White House: Biden to outline filibuster changes in ‘weeks’
WASHINGTON — The White House said Friday that President Joe Biden would speak in the coming weeks about moving to “fundamentally alter” the filibuster or even eliminate the legislative roadblock that empowers the Senate minority as he aims to pass sweeping voting laws and secure the nation’s credit.
Press secretary Jen Psaki said Americans should “stay tuned” about what changes Biden would embrace, as he appears to be warming to changing the Senate rule. Biden has previously stated he was supportive of requiring that lawmakers physically hold the Senate floor to sustain a filibuster, but on Thursday suggested he could support eliminating it entirely for some issues.

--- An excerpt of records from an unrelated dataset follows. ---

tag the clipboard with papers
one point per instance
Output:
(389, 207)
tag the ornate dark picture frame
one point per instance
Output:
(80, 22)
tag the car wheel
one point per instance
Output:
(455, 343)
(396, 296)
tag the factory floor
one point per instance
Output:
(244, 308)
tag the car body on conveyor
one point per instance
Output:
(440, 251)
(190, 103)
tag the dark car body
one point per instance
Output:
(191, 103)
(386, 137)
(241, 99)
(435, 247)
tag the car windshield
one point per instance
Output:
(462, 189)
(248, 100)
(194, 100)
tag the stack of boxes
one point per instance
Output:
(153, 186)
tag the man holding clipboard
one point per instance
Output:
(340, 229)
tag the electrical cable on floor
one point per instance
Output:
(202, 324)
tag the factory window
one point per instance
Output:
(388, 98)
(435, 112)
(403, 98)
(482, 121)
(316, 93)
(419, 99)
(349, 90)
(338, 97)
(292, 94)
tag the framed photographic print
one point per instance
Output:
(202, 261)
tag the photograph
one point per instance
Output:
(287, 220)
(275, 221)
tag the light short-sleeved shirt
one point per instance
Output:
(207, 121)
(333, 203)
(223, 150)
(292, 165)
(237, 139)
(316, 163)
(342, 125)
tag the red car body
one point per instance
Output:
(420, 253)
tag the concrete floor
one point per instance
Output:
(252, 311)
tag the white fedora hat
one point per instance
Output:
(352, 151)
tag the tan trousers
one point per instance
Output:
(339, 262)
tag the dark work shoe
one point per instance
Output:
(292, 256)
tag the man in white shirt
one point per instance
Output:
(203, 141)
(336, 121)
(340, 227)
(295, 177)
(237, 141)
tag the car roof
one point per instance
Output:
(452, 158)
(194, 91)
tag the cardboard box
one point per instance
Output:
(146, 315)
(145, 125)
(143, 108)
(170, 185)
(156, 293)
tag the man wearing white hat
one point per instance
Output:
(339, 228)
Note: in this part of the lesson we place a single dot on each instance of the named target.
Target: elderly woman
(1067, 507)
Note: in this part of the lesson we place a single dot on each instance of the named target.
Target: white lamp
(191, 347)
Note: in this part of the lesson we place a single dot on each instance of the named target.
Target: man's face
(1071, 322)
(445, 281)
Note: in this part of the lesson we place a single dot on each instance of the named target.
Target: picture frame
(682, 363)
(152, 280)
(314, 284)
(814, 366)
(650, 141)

In a CNN town hall, Biden said that if Republicans refuse to provide the votes necessary to raise the debt limit — as they threatened last month before backing down on the eve of a potential government default — “I think you’ll see an awful lot of Democrats being ready to say, ‘Not me. I’m not doing that again. We’re going to end the filibuster.’ ”
He predicted that eliminating the 60-vote threshold to end debate on most legislation would be “difficult” beyond the debt limit, which he called a “sacred right.”
“Voting rights is equally as consequential,” Biden added, suggesting he would be open to filibuster changes to pass the long-stalled Democratic legislation.
Biden said the negotiating process on the twin infrastructure and social benefits bills were keeping him from other legislation.
“What it’s done is prevented me from getting deeply up to my ears — which I’m going to do once this is done — in dealing with police brutality, dealing with the whole notion of: What are we going to do about voting rights,” Biden said.